For Max Broderick, the weather forecast in Moore didn’t look good that day. A large, potentially violent tornado was on its way to his hometown.
“We get an average of two to three tornadoes a year in Moore, so I was prepared,” remembers Broderick, who is now a 30-year-old staff sergeant in the U.S. Air Force. “I was up to date with local National Weather Service announcements, and I knew the day before the estimated time and day the tornado was going to hit Moore.”
But Broderick didn’t know where the twister would touch down.
“I had just come back with my wife, Sheridan, from a four-week postpartum visit to a doctor with our baby girl,” Broderick says. “As the weather got worse, we decided to leave our house and drive away. We were away for 10 minutes, and in the meantime, the house was gone. Only the kitchen wall and the kitchen counters were standing when we returned. Everything else was gone.”
The tornado, which traveled through the Oklahoma City metro area, left a wound 17 miles long and about one mile wide on the ground. It destroyed everything that came in its way, including 300 homes, two schools, several businesses and the Moore Medical Center hospital, which was totally ravaged.
“Debris from demolished and damaged structures was scattered everywhere,” Broderick says.
Luckily, since Broderick and his wife were unhurt, they were able to help their neighbors, many of whom were injured or whose houses were buried under the rubble.

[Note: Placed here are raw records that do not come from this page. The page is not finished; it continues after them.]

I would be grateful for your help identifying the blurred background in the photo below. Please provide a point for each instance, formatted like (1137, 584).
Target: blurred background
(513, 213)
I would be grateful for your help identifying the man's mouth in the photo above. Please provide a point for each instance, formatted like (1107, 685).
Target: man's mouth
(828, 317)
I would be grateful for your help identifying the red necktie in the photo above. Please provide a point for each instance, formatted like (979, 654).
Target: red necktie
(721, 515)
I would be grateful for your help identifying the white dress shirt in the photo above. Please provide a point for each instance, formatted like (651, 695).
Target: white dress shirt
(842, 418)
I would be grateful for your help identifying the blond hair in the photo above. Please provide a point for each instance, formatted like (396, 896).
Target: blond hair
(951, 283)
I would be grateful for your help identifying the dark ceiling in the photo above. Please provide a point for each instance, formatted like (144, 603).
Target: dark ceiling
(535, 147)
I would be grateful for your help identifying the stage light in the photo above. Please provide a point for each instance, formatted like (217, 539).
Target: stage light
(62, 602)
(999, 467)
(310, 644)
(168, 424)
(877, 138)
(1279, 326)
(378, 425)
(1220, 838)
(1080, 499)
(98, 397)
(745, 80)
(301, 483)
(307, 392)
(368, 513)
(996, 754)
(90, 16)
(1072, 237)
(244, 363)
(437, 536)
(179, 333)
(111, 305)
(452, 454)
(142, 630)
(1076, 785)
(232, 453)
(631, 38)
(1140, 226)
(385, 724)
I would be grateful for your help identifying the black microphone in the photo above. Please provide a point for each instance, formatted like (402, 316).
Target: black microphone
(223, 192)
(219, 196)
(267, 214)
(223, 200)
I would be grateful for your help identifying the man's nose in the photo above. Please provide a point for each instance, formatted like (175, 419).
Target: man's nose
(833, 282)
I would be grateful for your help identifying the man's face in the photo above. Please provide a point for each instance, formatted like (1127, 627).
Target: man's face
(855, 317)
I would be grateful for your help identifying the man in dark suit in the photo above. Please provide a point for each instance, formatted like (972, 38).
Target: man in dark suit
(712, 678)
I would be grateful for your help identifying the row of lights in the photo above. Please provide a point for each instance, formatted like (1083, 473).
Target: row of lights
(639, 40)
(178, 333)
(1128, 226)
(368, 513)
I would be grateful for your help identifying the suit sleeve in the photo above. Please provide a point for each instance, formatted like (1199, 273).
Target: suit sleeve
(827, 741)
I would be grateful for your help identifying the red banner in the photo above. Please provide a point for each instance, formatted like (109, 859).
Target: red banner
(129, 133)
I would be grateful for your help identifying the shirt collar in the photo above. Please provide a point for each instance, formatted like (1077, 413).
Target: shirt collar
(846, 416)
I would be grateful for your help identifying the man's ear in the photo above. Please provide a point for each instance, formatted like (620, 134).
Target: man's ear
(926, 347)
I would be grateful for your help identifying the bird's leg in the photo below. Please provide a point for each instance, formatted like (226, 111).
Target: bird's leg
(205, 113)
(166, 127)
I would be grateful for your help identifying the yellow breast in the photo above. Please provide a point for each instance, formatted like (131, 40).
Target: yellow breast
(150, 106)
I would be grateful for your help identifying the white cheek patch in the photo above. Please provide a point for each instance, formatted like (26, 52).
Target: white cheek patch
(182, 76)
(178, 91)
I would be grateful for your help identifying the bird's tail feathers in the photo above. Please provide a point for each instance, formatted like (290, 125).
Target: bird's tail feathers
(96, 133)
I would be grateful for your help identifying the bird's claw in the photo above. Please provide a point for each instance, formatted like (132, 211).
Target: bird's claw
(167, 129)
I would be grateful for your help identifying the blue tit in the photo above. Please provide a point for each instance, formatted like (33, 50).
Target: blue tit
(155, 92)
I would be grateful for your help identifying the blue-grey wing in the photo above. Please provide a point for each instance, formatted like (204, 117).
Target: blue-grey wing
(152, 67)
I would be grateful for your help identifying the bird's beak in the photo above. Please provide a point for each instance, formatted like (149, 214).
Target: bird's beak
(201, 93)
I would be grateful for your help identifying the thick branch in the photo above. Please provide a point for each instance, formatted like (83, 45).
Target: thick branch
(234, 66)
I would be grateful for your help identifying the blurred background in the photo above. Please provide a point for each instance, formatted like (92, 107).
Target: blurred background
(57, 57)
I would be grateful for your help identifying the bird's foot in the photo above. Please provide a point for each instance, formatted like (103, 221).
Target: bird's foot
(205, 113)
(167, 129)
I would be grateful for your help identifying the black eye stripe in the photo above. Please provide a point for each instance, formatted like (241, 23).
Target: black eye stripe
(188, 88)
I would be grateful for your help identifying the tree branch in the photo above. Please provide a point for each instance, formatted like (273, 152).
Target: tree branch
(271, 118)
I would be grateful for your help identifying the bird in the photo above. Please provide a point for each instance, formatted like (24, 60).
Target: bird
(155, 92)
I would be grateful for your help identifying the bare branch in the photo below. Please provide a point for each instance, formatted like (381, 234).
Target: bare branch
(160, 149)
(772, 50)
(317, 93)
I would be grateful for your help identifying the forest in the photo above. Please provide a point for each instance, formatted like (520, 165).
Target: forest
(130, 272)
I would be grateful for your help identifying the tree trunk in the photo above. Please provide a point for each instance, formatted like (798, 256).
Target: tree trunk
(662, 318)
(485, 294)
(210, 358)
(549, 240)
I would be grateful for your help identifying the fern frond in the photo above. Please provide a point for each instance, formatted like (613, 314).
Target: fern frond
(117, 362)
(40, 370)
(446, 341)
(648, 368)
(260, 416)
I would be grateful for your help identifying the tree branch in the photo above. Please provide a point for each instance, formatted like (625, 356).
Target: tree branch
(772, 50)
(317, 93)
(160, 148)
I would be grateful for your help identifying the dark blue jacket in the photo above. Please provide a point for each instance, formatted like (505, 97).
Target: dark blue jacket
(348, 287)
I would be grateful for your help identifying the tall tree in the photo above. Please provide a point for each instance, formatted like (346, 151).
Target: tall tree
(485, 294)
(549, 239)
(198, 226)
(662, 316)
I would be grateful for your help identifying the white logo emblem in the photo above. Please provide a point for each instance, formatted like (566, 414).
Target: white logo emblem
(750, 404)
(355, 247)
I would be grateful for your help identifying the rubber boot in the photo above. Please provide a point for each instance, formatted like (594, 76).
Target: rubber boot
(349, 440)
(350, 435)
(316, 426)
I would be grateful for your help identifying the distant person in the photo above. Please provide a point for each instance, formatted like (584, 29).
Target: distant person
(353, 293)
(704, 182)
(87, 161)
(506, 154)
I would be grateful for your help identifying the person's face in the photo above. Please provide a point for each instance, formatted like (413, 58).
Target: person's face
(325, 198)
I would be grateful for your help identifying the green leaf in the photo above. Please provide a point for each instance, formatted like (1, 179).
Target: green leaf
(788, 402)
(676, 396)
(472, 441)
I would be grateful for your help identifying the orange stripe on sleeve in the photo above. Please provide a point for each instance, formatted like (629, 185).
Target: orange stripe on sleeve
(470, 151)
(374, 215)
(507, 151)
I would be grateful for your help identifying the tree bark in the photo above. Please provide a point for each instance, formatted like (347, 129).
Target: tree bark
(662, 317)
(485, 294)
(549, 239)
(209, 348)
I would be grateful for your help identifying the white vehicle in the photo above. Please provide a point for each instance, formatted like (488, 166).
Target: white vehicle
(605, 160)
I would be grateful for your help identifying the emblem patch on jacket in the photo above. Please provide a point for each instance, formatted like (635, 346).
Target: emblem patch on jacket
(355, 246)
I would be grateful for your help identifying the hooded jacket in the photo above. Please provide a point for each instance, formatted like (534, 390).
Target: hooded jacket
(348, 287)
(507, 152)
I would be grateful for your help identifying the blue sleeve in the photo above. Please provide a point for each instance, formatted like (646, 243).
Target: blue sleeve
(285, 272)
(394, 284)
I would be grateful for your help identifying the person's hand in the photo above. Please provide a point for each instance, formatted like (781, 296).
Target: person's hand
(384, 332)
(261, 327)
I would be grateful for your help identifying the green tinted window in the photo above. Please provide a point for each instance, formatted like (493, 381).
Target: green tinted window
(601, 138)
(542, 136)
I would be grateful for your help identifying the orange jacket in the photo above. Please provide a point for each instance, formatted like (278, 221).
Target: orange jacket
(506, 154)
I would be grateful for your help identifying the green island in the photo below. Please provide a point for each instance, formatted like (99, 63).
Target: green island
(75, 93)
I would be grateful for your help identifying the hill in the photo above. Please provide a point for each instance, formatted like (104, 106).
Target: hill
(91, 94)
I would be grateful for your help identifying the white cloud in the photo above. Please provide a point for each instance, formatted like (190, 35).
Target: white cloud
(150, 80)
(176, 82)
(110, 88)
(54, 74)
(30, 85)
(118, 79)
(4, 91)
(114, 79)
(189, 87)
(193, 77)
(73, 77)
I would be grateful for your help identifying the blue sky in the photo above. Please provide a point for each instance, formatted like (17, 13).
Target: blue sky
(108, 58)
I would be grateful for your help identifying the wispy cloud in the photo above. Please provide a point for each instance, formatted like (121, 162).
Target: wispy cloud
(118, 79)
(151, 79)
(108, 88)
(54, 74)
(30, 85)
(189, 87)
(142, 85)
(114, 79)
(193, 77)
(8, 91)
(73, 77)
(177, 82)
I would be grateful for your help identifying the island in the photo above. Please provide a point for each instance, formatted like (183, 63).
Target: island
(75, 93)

“My wife drove injured people in our truck to get help because ambulances couldn’t get onto our streets,” Broderick says. “I searched for anybody who needed help. I pulled survivors out of the rubble, and a few that did not make it.”
Moore is situated amid “tornado alley,” a swath of land in the middle of the country that sees an excess of tornado activity. So much so, that some Moore residents — estimated in the hundreds — left town in the 2013 tornado’s wake.
The Brodericks didn’t.
“After one year, we had a new house at the same place, where the old house once stood,” Broderick says. “But with one distinctive difference – the house is safer than the old one, because we have a 5-foot-deep, 12-foot-long and five-foot-wide storm shelter under the garage floor.”
Should another devastating tornado strike, the first responders know where to look for Broderick and his family.
“The law requires us to register the shelter with the city,” Broderick says. “Understandably, the tornado seasons after the one in 2013 were hard for my wife. I haven’t had a need to go in, but my wife has.”
In fact, Broderick believes that a tornado won’t hit an exact target twice.
”I know there is no science behind my opinion, but I trust my logic,” Broderick says. “If you look at the history in Moore, our previous house had been lived in since the 1970s and it never got hit before. During the same time period, other parts of the city got hit while it experienced two devastating EF-5 tornadoes.”
Moreover, Broderick has no plans to leave town in the future. Nor does he have a view of whether current changes in climate have an impact on the intensity or severity of the tornadoes.
However, Broderick did learn one thing in 2013: ”The tornado was an eye-opening experience in the sense that everything you are familiar with can change so quickly. It also confirmed what I have always believed in. I still put people above things – you can always replace things, but not people.”